1. Medicare Enrollees: We are presently in the Medicare window for those first Medicare enrollees or for present Medicare patients to change their Medicare Coverage and/or Supplemental insurance. If a Medicare patient goes out of Medicare into a “Medicare replacement” plan, you may wish to inform them of their cost factors. (Medicare replacement plans, both in Medicare and out of Medicare, are cheaper than regular Medicare. The reason...both have a co-pay and other coverage not as complete.)

     If your Medicare patient does a “Medicare replacement plan” for example, three (3) years before they realize the coverage is poor and not as good as Medicare....when they return to Medicare, their premium now in Medicare increases 10% each year they have been out of Medicare for the rest of their life. (Out of Medicare for 3 years...now the premium in Medicare is 30% higher for the rest of their life.)

2. Medicare Replacement Plans: There is Medicare Part A: Hospitalization; Medicare Part B: Physician Services;Medicare Part D: drug Coverage and Medicare Replacement Plans in Medicare and Medicare Replacement Plans out of Medicare.
Those Medicare patients in Medicare, we must follow all Medicare guidelines, even though they may have a $35.00 Co-pay and reimburse nothing.

     However, some Medicare patients bail out of Medicare into a private P.P.O. called “Medicare Replacement”. They also have a co-pay and usually reimburse little or nothing. This replacement is out of Medicare and we are not required to bill or follow Medicare guidelines unless....you bill this company for your non-Medicare patient. Now you have agreed to follow all the Medicare guidelines on this NON-Medicare patient in a Medicare replacement PPO outside of Medicare.

     Most Medicare carriers have a program you can access online to check eligibility, get duplicate remittance advice, etc. and it is also where you can find if your patient is in a Medicare Replacement in Medicare or in a Medicare Replacement out of Medicare. Example: WPS has C-SNAP and NGS has CONNEX. Look for yours with your Medicare carrier or call them and ask when it will be available for your area.


NOVEMBER SEMINAR
Date: Thursday, November 21, 2013
Time: 8:00 AM - 12:00 PM
Location: Dayton, Ohio
Location address:
Hampton Inn Dayton/Dayton Mall 
8960 Mall Ring Road
Dayton, OH 45459
Hotel phone: (937) 439-1800 for direction purposes only
To register or for questions please call: (618) 395-3162  

Newsletter from 10/15/2013

Newsletter
October 15, 2013
Chiropractic Medicare


     A large number of Medicare Carriers lost contracts bringing new Medicare Carriers in several states.
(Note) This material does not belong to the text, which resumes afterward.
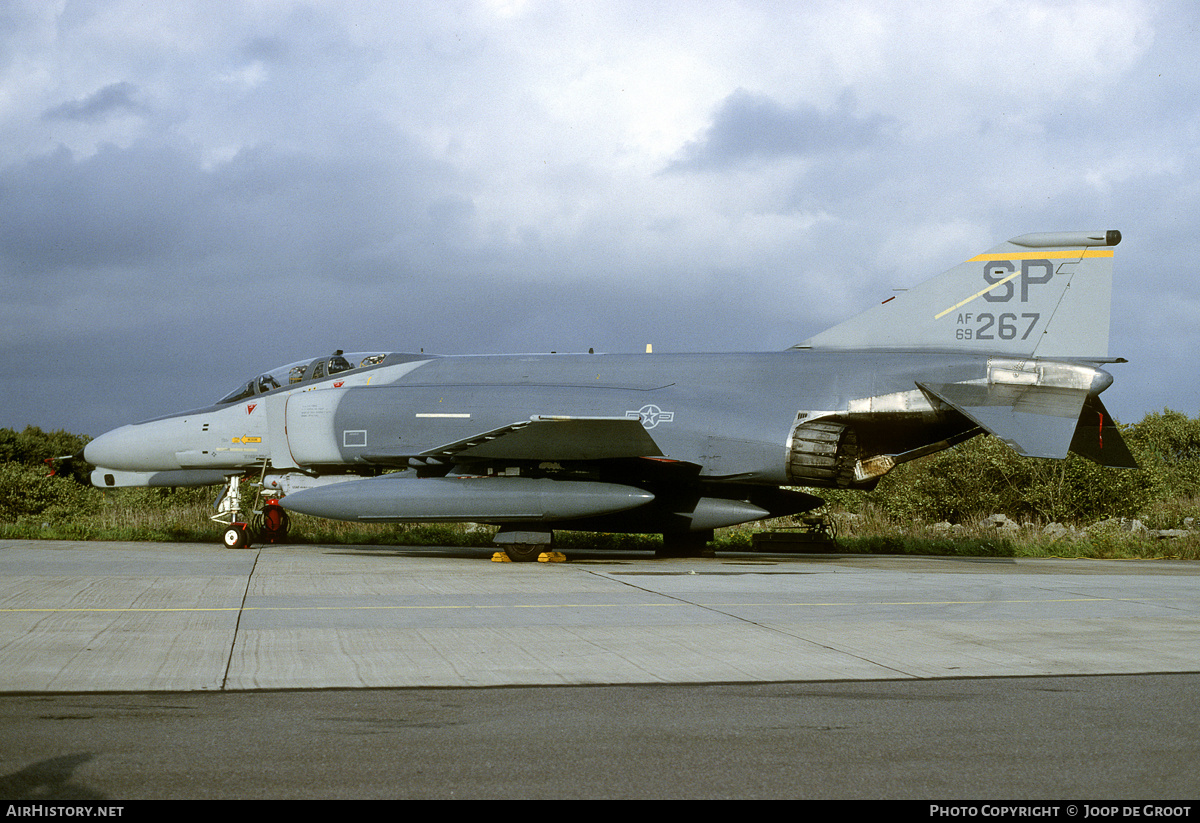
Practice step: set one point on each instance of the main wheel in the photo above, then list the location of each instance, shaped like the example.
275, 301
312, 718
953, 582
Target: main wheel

If you are in a state with a new Medicare Carrier, be aware of the “Local Coverage Determination” (LCD) changes. CMS delivers the guidelines, however, the Medicare Carriers can produce their own Local Coverage Determinations (LCD) that can have a major impact on your practice. Especially if you are unaware of the changes.
     An Example:WPS Medicare Carrier in Illinois lost their contract to National Government Services (NGS). WPS followed the ABN guidelines as presented by CMS. However, NGS Carrier has indicated that we cannot use the “AT” and “GA” modifiers together. This indicates to them that the patient signed the ABN indicating this adjustment was “maintenance care” which is a non-covered service, and will automatically be denied payment.
If this is true....the doctor has lost the ability to financially protect themselves if a covered service is denied by Medicare.
     ***** So...be sure to visit your Medicare Carrier’s web site, register for webinars and special training presentations. Most carriers have a free service (NGSConnex for Illinois) where you can check eligibility, submit claims and appeals, and obtain financial information.